Second, I am proud to announce that USAID will lead a new initiative to promote Internet access and electronic commerce for development in eight countries. This initiative will go hand-in-hand with legal and regulatory reforms aimed at liberalization and universal access, to stimulate new businesses through electronic commerce, and demonstrate applications in democracy and governance, economic growth, environment, education, and medical assistance. This initiative will build on the Leland initiative, a $15 million effort to provide 21 African countries with support for Internet connections.

This is our Digital Declaration of Interdependence -- five challenges that can strengthen our global community for the 21st Century. If we can improve access to technology so everyone on the planet is near voice and data communication; if we can overcome our language barriers with real-time digital translation; if we can create a global network of people to improve the delivery of education and agriculture; if we can use communication technology to ensure the free-flow of ideas and democracy; and if we can create networks to expand economic opportunity around the world -- we will not only harness our newest technologies, we will do so in a way that strengthens our oldest values.

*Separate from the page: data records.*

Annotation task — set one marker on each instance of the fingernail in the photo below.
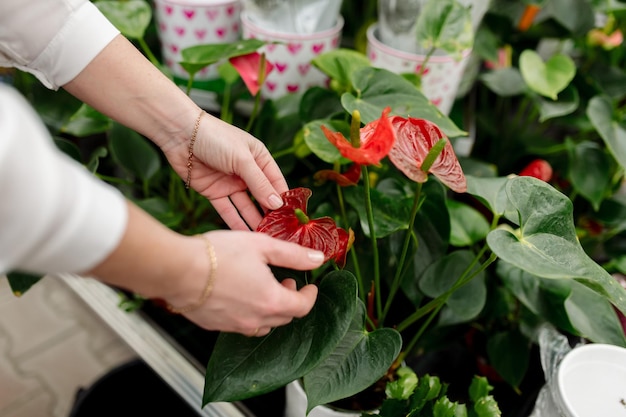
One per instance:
(316, 256)
(275, 202)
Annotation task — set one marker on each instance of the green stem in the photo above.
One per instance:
(255, 110)
(353, 255)
(395, 285)
(370, 222)
(148, 52)
(441, 299)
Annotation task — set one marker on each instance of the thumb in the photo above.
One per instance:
(290, 255)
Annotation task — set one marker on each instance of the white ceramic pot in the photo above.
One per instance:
(591, 382)
(295, 405)
(185, 23)
(440, 78)
(292, 56)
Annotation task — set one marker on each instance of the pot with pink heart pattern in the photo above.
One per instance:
(291, 54)
(185, 23)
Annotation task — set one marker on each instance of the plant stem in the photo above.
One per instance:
(353, 254)
(395, 285)
(370, 222)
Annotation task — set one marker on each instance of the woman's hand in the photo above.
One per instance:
(246, 297)
(228, 162)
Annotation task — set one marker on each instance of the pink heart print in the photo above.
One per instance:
(318, 48)
(212, 14)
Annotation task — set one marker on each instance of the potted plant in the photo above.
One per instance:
(433, 270)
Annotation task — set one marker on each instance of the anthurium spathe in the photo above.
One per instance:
(253, 69)
(375, 141)
(414, 140)
(291, 223)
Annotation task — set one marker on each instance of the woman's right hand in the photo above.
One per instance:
(246, 297)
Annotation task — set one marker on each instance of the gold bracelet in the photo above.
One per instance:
(191, 142)
(209, 285)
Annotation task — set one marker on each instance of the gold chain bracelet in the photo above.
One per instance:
(209, 285)
(191, 143)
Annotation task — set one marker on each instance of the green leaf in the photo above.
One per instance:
(546, 78)
(468, 225)
(318, 143)
(567, 102)
(600, 112)
(446, 25)
(378, 88)
(134, 152)
(196, 57)
(242, 367)
(20, 282)
(590, 171)
(593, 316)
(504, 82)
(130, 17)
(357, 362)
(509, 354)
(546, 244)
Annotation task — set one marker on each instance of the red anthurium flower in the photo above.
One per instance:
(348, 178)
(291, 223)
(414, 139)
(539, 169)
(249, 68)
(376, 140)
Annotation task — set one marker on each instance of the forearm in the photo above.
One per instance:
(121, 83)
(155, 262)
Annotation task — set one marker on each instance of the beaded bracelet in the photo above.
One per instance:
(209, 285)
(191, 142)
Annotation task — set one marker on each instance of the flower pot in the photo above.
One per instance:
(296, 402)
(185, 23)
(440, 78)
(291, 55)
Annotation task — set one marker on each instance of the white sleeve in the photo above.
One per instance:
(55, 216)
(52, 39)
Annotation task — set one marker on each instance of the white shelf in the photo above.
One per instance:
(178, 371)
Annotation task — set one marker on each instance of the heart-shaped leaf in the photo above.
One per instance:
(546, 78)
(130, 17)
(357, 362)
(379, 88)
(242, 367)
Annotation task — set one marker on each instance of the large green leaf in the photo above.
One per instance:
(357, 362)
(242, 367)
(468, 225)
(490, 191)
(379, 88)
(466, 302)
(600, 112)
(546, 243)
(446, 25)
(130, 17)
(590, 171)
(546, 78)
(134, 152)
(196, 57)
(390, 213)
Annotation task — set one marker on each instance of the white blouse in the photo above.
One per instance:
(55, 216)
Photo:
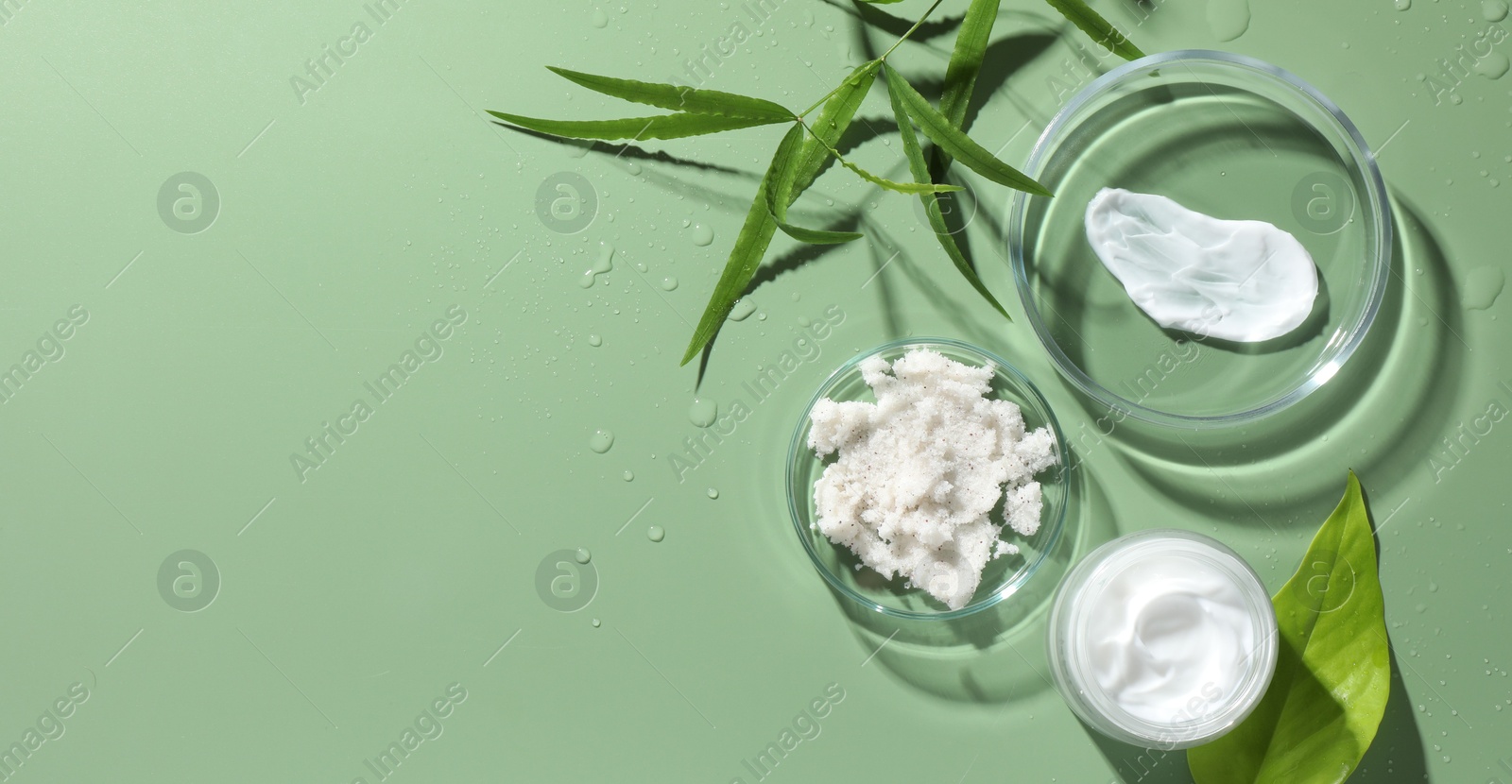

Before I conclude, I want to say a special word about how we must work together to avoid the Year 2000 computer problem -- which could stall much of our progress in internationaltelecommunications if we do not mount a major, worldwide, public and private crusade to fix it.

Today, we potentially have hundreds of millions of computers and devices that literally cannot read the year "2000." This means that when the clock strikes midnight on January 1, 2000, everything from air traffic control to water systems, heart monitors to nuclear power plants could be affected.

Here in the United States, we have a major effort underway to cope with the challenge. Within the White House, we are pursuing a top-priority, high-level initiative to make sure our national government is prepared.

But in an era of global interdependence, there is a shared global responsibility to meet the challenge. And I say to every single company, and every single nation, that has benefitted from global trade, and global telecommunications: just as you have shared the benefits of this global and Information Age, you have an obligation to help shoulder this critical burden.

All of our economies will be hurt if the Year 2000 problem is not solved in time. One weak link in the system will weaken us all. I appreciate the work being done by our Federal Communication Commission and the ITU on this issue -- but we have more work to do.

Let us meet the Year 2000 challenge together, so we can begin the 21st Century with confidence, and without computer problems. Our ambassadors are ready to work with you and provide any technical assistance you need. Together, we must solve this problem.

Throughout this millennium, the story of human achievement has been a story of wonder, a story of discovery, a story of imagination, but also of a story of courage -- to try new things, to believe in what we can't see, and to boldly follow wherever the road may take us.

Today, that road of discovery is a highway of light and speed to connect the largest city to the smallest village across the globe. In a world once limited by borders and geography, the only limits we face today are the borders of our imagination. More than any other time in our history, the promise of new discovery and new technology has made it possible to renew and strengthen our oldest and most cherished values.

As we move into a new a new century and a new millennium, let us take that same sense of wonder, that same sense of discovery, and that same sense of courage to make real the values that centuries of human experience have aspired to create -- to end suffering, to eradicate disease, to promote freedom, to educate our children, and to lift our families and our nations up.

We don't have a moment to waste. Because our children and our world are waiting. Thank you.